One of the biggest advantages of virtualisation is that Virtual Machines (VMs) are easy to provision and deploy, as one does not have to order a physical machine, wait for it, find space for it and then deploy it.
The problem is, the very advantages that VMs offer – cheap, quick easy and effective – make it easy for a company to deploy too many of them without disposing of those that have become obsolete, resulting in virtual server sprawl.
Server sprawl is a term used to describe an environment where a company has numerous, stale and under-utilised servers, which take up more space and consume more resources than can be justified by their assigned workload. This can ultimately inflate a company’s operational costs, as maintaining these VMs require time, money and IT personnel.
Assuming that on average, 30-40% of VMs in a typical enterprise eventually become under-utilised and part of a server sprawl, this could result in a waste of 30-40% of production resources including storage space, processing power and vRAM.

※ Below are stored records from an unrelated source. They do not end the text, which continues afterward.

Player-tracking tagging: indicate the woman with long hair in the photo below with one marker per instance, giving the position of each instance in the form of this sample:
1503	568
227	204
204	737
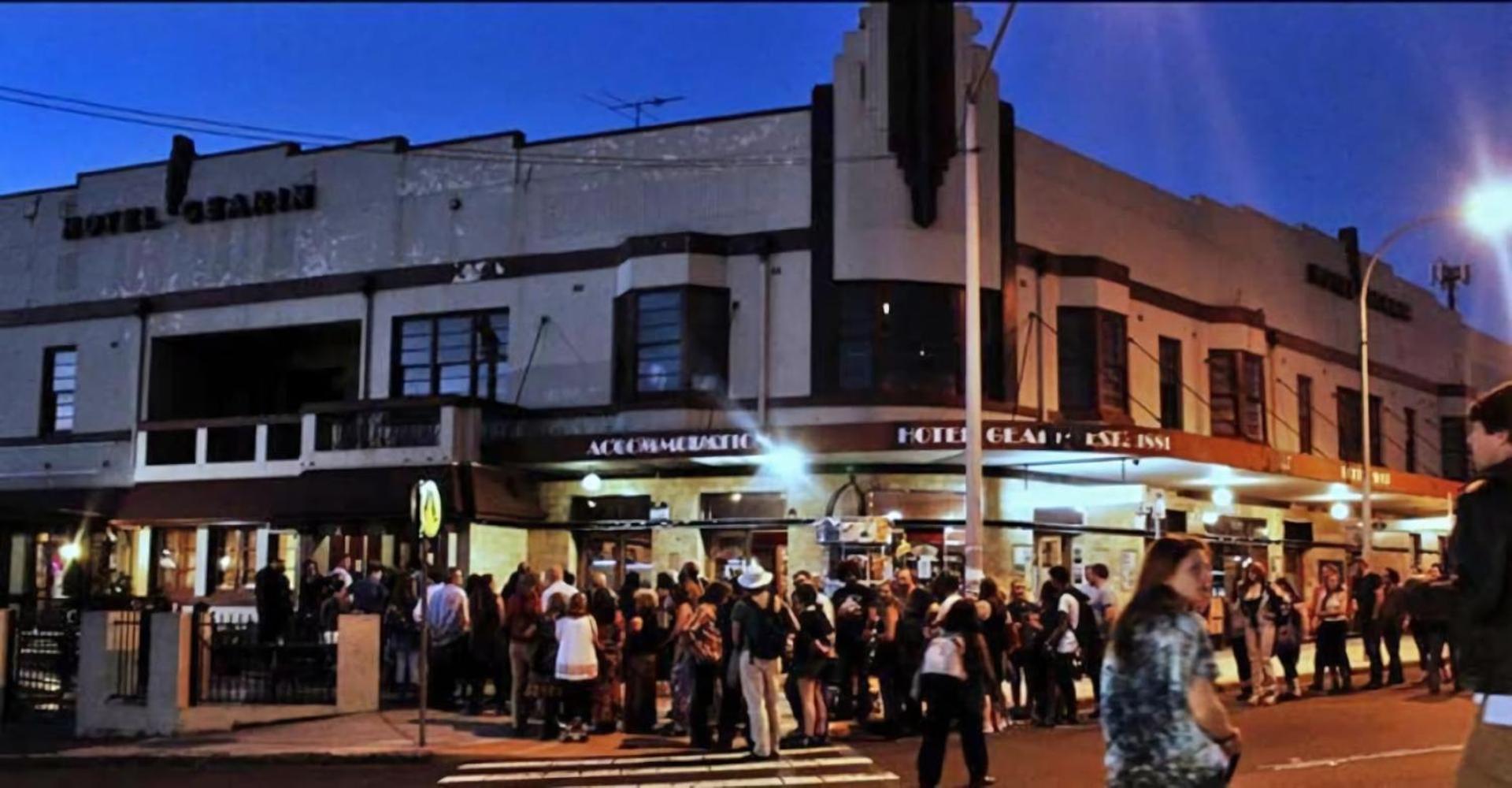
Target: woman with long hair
1290	623
912	640
642	645
703	648
813	652
1331	613
885	661
1162	717
483	610
606	705
685	602
1257	605
953	686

The causes of virtual server sprawl
Virtual server sprawl is the result of smaller seemingly legitimate decisions that IT may take that eventually build up to something that hurts that company’s operations. Some of them are:
Lack of adherence to policy – Sometimes, the policy set in place to govern the deployment of VMs is not adhered too. This may result in servers that are created and not looked after as per the protocol or the protocols set in place for cleaning up stale VMs that have not been activated as of yet.
The one-off virtual servers that fall outside normal parameters – Some organisations create, use and abandon hundreds of VMs as a normal part of their operations. They usually have well-defined processes to manage the issue. In instances where they occasionally create VMs that fall outside their regular parameters, it may fall through the cracks. Or it may not be directly “owned” administrators, making them wary to delete a machine they don’t know much about, as deletion is permanent and results in data loss.

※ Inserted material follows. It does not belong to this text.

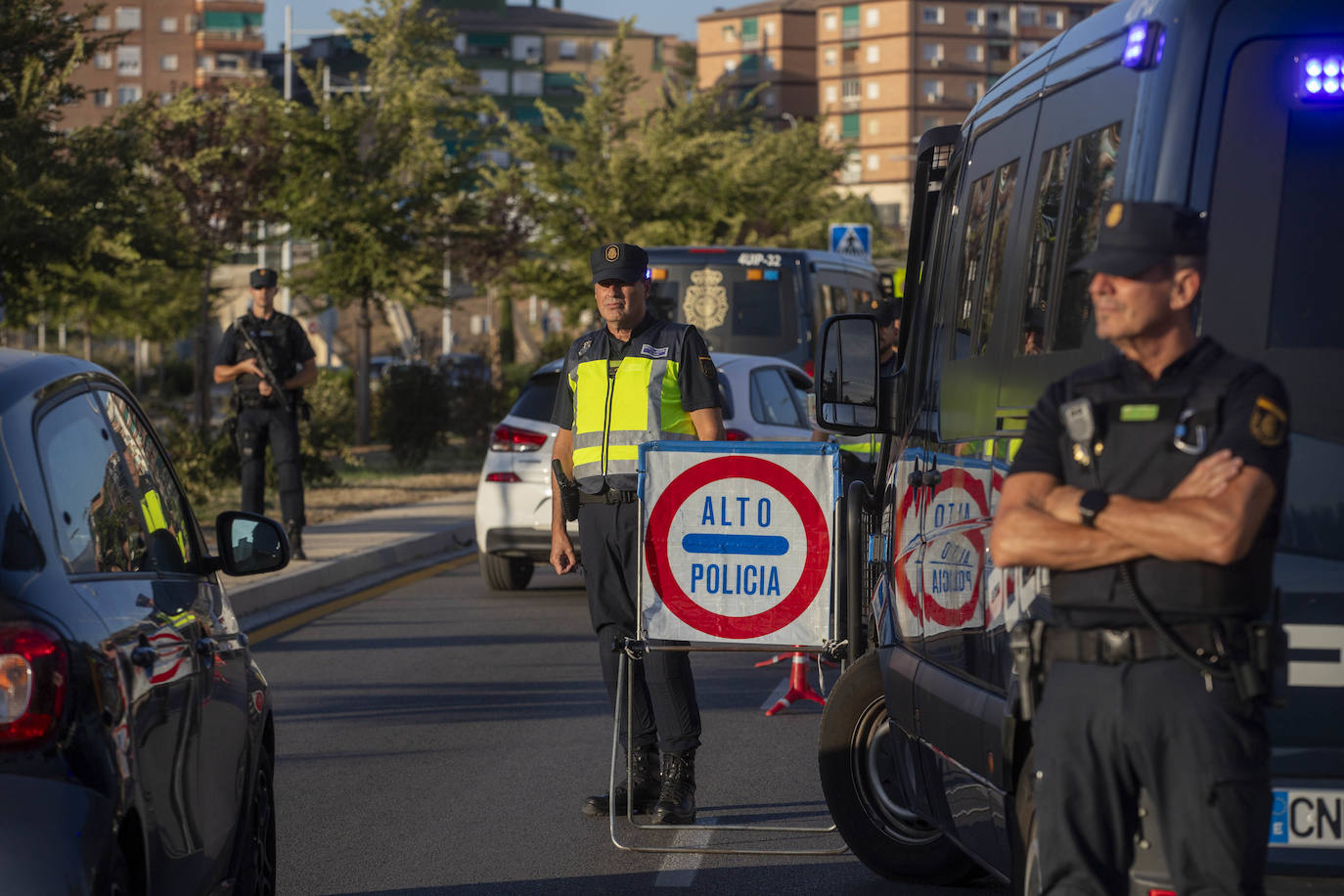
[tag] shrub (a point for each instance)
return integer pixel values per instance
(413, 413)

The fear of disrupting a perfectly good system – When in doubt about the purpose of a system or its workload, an administrator may also be reluctant to disrupt a seemingly well-functioning system, only to have virtual server sprawl creep up on them.
The impact of virtual server sprawl
Virtual server sprawl can have a devastating effect on IT resources and the company’s bottom-line:
– IT staff waste time supporting servers that no longer add value to the business.
– In an environment where there is VM sprawl, stale VMs continue to be stored in tier 1 storage space, which is typically more expensive and of higher quality, instead of moving them to a less expensive storage environment.
– Each VM uses network ports, CPU and RAM, a wasted cost and lost opportunity for alternative usage of these resources for the organisation.
– Unchecked server sprawl results in longer back-up windows due to unnecessary replication of VMs, ultimately affecting disaster recovery operations.
– The organisation risks losing focus on what are mission-critical workloads and may inadvertently implement back-up and recovery processes which, while they may be the most efficient, do not meet the requirements of Service Level Agreements (SLAs) of the individual applications.
Resolving virtual server sprawl
One of the most effective approaches to manage virtual assets is to implement an automated system that keeps a constant watch over the environment and takes an automated view to the issue of server sprawl.
The solution should provide a policy-based framework that has a lifecycle-based solution and integrates into the vCenter console of everything necessary to provide organisations with the best of both worlds. It should feature:
– The ability to retain VMs for the long-term without adversely affecting the overall performance of the environment or consuming production resources
– Maintaining ongoing access to all VMs so that they can be placed under production at a moment’s notice should the need arise.
It also important to move virtual server management into the organisation’s back-up and recovery cycle, ensuring that sprawl control becomes part of the overall data protection lifecycle. The framework also allows administrators to define different rules for different classes of machines.
The protection cycle summarised:
1. Identify target VMs – The first step in managing “unused” VMs is to shut them down and leave them in place. The criteria for a machine to be declared as unused differ across different types of organizations. Therefore, VM monitoring tools should be easily configurable to use one or multiple metrics and thresholds to be classify VMs as “unused.”
2. Relocate VMs – The monitoring software should allow the administrator to define the interim storage destination for powered down VMs. The solution should allow the administrator to fully configure their options around archiving and to define the interim storage destination as well as storing the VM using thin provisioning, which can conserve additional storage resources.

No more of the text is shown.